Possession Of 7 Shotgun Shells = 15 Years In Prison

In yet another example of how mandatory minimum sentences continue to limit the discretion of federal judges and unfairly punish certain defendants, a man has recently been sentenced to a 15-year jail sentence under the Armed Career Criminal Act for being a felon in possession of weapons ammunition. At first glance, it doesn’t sound so bad, right? I don’t think anyone would consider it unreasonable to prohibit individuals convicted of certain violent crimes from owning weapons or possession ammunition for guns.

But here is the crazy part…..the 15-year sentence was based on police officers finding 7 shotgun shells inside of the defendant’s home within a cabinet drawer.


I repeat, 7 shotgun shells! To provide some context, in New York City, one of the toughest jurisdictions on illegal weapons possession in the nation, possession of an actual shotgun is only an unclassified misdemeanor, punishable by no more than 1 year in jail.

The defendant appealed the sentence, arguing that it would be cruel and unusual punishment and a violation of his 8th Amendment rights for the Court to sentence him to 15 years. He further argued that his possession was “passive, innocent, and initially unwitting,” and that the gravity of his offense was so low compared to the harshness of the sentence. Also, the defendant allegedly came into possession of the shells while helping a widow sell her deceased husband’s possessions and he claimed that he put them in a drawer so his children would not find them.

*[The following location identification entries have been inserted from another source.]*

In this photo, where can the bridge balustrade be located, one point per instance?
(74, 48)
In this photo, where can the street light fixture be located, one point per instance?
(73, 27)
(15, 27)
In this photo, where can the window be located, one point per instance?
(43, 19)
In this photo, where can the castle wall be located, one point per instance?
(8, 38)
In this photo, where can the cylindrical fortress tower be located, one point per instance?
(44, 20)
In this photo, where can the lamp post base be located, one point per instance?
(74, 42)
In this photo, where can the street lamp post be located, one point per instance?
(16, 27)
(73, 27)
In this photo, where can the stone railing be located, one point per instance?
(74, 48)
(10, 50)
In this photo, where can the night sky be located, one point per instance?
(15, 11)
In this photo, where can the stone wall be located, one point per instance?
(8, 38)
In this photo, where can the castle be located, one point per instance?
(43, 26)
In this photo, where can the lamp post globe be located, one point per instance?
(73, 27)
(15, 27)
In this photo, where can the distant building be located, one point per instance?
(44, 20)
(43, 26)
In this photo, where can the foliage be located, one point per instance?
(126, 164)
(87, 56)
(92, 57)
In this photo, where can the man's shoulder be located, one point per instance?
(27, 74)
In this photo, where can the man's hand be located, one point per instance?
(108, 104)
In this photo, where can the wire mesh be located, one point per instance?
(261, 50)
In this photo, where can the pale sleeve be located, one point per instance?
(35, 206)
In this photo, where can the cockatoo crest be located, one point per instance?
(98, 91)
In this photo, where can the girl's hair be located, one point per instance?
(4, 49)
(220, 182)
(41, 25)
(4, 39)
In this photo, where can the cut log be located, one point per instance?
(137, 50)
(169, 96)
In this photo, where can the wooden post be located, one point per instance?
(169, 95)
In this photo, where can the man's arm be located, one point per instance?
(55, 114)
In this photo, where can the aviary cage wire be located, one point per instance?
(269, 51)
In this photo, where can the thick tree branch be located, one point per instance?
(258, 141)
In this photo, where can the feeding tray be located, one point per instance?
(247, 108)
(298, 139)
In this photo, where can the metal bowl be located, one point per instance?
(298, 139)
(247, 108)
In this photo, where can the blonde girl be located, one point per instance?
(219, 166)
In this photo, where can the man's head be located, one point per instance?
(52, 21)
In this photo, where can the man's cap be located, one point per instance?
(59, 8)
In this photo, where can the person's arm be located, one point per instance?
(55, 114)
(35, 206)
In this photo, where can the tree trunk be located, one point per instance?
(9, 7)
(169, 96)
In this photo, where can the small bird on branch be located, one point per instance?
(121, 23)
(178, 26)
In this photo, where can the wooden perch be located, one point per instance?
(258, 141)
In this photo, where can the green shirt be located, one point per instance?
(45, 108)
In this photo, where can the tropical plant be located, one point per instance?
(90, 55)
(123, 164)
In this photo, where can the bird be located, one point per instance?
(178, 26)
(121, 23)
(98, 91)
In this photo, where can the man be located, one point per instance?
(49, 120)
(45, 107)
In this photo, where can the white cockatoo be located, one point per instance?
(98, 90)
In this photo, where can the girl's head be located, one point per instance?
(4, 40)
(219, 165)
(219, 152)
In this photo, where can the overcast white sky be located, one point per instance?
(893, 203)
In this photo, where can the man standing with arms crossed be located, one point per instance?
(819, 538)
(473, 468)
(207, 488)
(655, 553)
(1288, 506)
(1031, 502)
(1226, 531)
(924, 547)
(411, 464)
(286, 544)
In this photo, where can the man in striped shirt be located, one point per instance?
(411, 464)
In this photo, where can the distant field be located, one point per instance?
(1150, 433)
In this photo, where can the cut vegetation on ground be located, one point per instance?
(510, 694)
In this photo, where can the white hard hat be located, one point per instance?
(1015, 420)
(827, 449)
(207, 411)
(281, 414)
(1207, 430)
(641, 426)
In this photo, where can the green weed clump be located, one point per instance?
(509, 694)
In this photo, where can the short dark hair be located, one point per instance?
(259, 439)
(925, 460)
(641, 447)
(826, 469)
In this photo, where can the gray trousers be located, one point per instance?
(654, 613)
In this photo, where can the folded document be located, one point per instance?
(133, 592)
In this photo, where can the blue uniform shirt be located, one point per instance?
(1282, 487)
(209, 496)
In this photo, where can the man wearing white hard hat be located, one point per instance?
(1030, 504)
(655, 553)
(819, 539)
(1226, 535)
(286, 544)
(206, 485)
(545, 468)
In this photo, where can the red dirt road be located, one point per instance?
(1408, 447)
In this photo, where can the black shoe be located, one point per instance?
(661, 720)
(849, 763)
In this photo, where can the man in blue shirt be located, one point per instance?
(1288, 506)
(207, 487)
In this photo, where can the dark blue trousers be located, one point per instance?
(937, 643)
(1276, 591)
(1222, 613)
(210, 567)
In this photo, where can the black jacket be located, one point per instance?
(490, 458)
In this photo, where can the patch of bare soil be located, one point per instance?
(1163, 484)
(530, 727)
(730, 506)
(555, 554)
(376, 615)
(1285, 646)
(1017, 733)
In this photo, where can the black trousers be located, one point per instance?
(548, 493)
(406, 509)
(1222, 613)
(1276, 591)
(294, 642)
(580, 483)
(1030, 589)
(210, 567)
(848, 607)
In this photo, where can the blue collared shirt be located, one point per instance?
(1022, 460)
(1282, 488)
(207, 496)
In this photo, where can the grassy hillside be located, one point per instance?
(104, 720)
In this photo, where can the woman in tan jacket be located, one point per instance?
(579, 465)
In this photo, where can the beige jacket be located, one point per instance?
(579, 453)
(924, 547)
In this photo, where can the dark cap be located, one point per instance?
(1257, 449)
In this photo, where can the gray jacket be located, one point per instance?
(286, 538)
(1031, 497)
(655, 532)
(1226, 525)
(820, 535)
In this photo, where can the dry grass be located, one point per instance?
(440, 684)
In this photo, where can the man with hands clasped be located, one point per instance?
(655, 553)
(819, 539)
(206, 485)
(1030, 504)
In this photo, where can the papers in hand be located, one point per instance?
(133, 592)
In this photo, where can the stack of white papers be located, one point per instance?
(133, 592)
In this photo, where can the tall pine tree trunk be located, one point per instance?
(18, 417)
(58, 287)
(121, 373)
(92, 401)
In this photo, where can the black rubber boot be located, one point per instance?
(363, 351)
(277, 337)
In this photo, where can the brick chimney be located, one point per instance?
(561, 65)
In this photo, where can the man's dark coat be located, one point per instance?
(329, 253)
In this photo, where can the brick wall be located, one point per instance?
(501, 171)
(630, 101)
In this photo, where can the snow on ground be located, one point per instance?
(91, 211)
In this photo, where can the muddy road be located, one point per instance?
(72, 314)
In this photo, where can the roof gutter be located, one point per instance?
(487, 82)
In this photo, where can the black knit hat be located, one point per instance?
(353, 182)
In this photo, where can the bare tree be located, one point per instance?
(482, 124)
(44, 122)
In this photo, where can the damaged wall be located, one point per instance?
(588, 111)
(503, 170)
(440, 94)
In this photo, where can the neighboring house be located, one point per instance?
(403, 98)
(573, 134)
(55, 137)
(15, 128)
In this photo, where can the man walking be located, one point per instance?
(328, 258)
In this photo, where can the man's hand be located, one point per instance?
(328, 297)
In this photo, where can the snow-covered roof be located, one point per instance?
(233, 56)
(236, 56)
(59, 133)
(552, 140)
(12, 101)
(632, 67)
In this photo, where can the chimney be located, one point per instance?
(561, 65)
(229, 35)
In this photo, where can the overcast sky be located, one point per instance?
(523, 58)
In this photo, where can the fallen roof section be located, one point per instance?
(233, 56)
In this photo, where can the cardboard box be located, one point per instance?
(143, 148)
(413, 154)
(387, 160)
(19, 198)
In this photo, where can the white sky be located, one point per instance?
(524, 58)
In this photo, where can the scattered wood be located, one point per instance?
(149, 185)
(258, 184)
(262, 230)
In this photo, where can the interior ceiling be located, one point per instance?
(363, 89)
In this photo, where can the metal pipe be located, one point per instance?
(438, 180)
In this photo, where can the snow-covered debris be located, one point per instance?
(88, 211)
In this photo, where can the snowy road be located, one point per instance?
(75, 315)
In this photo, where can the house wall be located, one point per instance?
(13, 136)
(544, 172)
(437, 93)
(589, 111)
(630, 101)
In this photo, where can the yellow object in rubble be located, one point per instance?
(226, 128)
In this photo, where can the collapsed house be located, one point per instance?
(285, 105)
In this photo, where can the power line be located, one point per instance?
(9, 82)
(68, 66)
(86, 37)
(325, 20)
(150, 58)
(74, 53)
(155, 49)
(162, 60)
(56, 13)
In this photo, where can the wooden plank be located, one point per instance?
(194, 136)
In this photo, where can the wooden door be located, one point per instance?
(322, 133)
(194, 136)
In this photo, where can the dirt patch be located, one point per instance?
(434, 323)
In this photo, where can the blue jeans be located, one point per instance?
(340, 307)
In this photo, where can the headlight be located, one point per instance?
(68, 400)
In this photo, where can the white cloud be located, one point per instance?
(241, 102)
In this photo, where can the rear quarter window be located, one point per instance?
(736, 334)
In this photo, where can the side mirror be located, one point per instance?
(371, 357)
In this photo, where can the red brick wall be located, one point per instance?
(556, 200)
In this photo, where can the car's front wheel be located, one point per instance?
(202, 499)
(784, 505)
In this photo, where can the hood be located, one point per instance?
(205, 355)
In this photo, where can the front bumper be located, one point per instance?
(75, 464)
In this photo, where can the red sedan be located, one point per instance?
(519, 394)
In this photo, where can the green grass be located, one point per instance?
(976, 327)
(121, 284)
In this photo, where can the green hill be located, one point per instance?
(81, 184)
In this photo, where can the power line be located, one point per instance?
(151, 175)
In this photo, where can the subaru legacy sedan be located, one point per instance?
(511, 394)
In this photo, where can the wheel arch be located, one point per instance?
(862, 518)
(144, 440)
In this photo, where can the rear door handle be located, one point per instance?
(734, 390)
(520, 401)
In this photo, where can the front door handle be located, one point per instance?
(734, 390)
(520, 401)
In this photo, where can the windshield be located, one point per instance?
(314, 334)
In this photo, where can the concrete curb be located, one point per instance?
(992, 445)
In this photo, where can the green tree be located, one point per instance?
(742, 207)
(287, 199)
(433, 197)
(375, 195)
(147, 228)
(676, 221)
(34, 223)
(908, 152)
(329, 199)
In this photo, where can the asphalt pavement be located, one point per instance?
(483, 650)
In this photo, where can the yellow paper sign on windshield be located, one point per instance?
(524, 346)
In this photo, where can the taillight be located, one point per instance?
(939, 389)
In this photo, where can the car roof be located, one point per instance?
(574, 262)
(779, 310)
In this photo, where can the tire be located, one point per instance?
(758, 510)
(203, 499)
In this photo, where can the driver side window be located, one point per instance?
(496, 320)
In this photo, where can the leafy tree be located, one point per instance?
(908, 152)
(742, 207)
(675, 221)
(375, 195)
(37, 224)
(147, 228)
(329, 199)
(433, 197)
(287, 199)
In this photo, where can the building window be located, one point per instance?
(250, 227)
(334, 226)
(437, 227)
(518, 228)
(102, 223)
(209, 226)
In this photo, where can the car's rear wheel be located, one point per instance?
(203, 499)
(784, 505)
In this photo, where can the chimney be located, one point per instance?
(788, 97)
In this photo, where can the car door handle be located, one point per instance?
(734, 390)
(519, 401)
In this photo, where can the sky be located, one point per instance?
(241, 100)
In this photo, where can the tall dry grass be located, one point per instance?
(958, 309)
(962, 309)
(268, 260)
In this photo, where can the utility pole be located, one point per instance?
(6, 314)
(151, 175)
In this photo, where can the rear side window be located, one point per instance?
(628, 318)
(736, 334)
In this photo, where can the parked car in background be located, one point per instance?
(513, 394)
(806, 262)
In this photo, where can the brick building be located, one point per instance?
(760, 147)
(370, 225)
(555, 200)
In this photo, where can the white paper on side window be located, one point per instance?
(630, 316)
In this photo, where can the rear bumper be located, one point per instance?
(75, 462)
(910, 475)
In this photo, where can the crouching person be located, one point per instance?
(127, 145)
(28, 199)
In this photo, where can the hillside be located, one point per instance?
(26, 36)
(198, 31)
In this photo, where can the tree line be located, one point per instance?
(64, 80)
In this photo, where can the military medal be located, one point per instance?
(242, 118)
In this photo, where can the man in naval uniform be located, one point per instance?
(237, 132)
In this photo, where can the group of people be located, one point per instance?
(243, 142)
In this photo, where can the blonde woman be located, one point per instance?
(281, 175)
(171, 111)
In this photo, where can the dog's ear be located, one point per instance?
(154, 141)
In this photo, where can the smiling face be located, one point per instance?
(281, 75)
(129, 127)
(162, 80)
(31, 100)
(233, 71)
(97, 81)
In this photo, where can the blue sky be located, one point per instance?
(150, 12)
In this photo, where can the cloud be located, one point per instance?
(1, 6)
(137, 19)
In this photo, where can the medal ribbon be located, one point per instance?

The Appellate Court somewhat agreed, stating that the magnitude of the crime involved the lowest possible level of culpability that could have rendered him being a felon in possession of ammo. Nonetheless, the Court upheld the conviction and sentence, ruling that while the sentence may seem harsh and severe, it is not unconstitutional in this case. Clearly, there is a little more to the story. The defendant is obviously a felon with a history of committing felonies, and he was ordered to abide by certain conditions. The Court said that it is his recidivism and prior violent felony convictions that make him eligible for the sentence, not just the current possession. Also, while most of his offenses occurred long ago, the Court said it was relevant that the ammo was found during a search for stolen tools and several stolen items were found in the house.

Is that relevant? Should a defendant continue to be punished for crimes that he has already been punished for? Courts across the country certainly think so and the standard for repeat offenders is clearly different.

However, Judge Jane Stranch, who concurred in the decision, wrote separately that while she agreed the sentence was not unconstitutional, the U.S. Sentencing Commission should take up the problem of “over-criminalization” because mandatory minimums continue to “produce sentences that can only be described as bizarre.”